You should be able to easily adapt this setup to your own environment by replacing the host names and private IP addresses with your own.It is not necessary to use the region name of the datacenter in your naming scheme, but we use it here to denote that these hosts belong to a particular datacenter’s private network.
This is where we will define a list of clients that we will allow recursive DNS queries from (i.e.
your servers that are in the same datacenter as ns1).
This provides a central way to manage your internal hostnames and private IP addresses, which is indispensable when your environment expands to more than a few hosts.
The Cent OS version of this tutorial can be found here.
Let’s get started by installing our Primary DNS server, ns1. It will often be used to denote something that needs to be replaced with your own settings or that it should be modified or added to a configuration file.

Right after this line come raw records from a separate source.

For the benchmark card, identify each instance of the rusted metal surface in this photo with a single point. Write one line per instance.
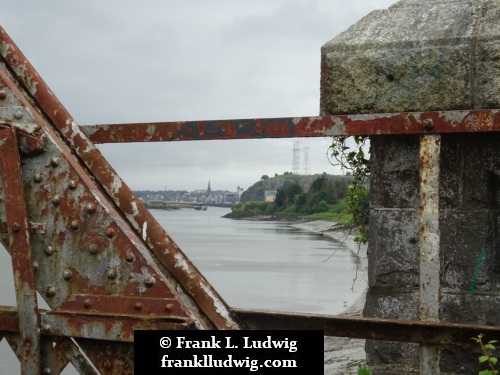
(430, 260)
(429, 333)
(288, 127)
(106, 267)
(20, 249)
(111, 327)
(199, 292)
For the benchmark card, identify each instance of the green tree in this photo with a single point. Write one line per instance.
(285, 196)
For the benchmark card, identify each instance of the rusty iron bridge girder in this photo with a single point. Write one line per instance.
(78, 234)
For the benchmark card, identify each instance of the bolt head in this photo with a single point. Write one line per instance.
(138, 306)
(428, 124)
(112, 273)
(149, 281)
(110, 232)
(93, 249)
(106, 365)
(49, 250)
(90, 208)
(56, 200)
(54, 162)
(67, 275)
(50, 291)
(129, 257)
(74, 225)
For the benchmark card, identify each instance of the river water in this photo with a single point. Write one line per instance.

For example, if you see something like ACL (access control list) block called “trusted”.
Therefore, host1’s private Fully-Qualified Domain Name (FQDN) will be host1.nyc3.
Refer to the following table the relevant details: Your existing setup will be different, but the example names and IP addresses will be used to demonstrate how to configure a DNS server to provide a functioning internal DNS.
According to our local configuration, that location should be $TTL 604800 @ IN SOA localhost. ( 2 ; Serial 604800 ; Refresh 86400 ; Retry 2419200 ; Expire 604800 ) ; Negative Cache TTL ; @ IN NS localhost.
; delete this line @ IN A 127.0.0.1 ; delete this line @ IN AAAA ::1 ; delete this line First, you will want to edit the SOA record.
Setting up your own DNS for your private network is a great way to improve the management of your servers.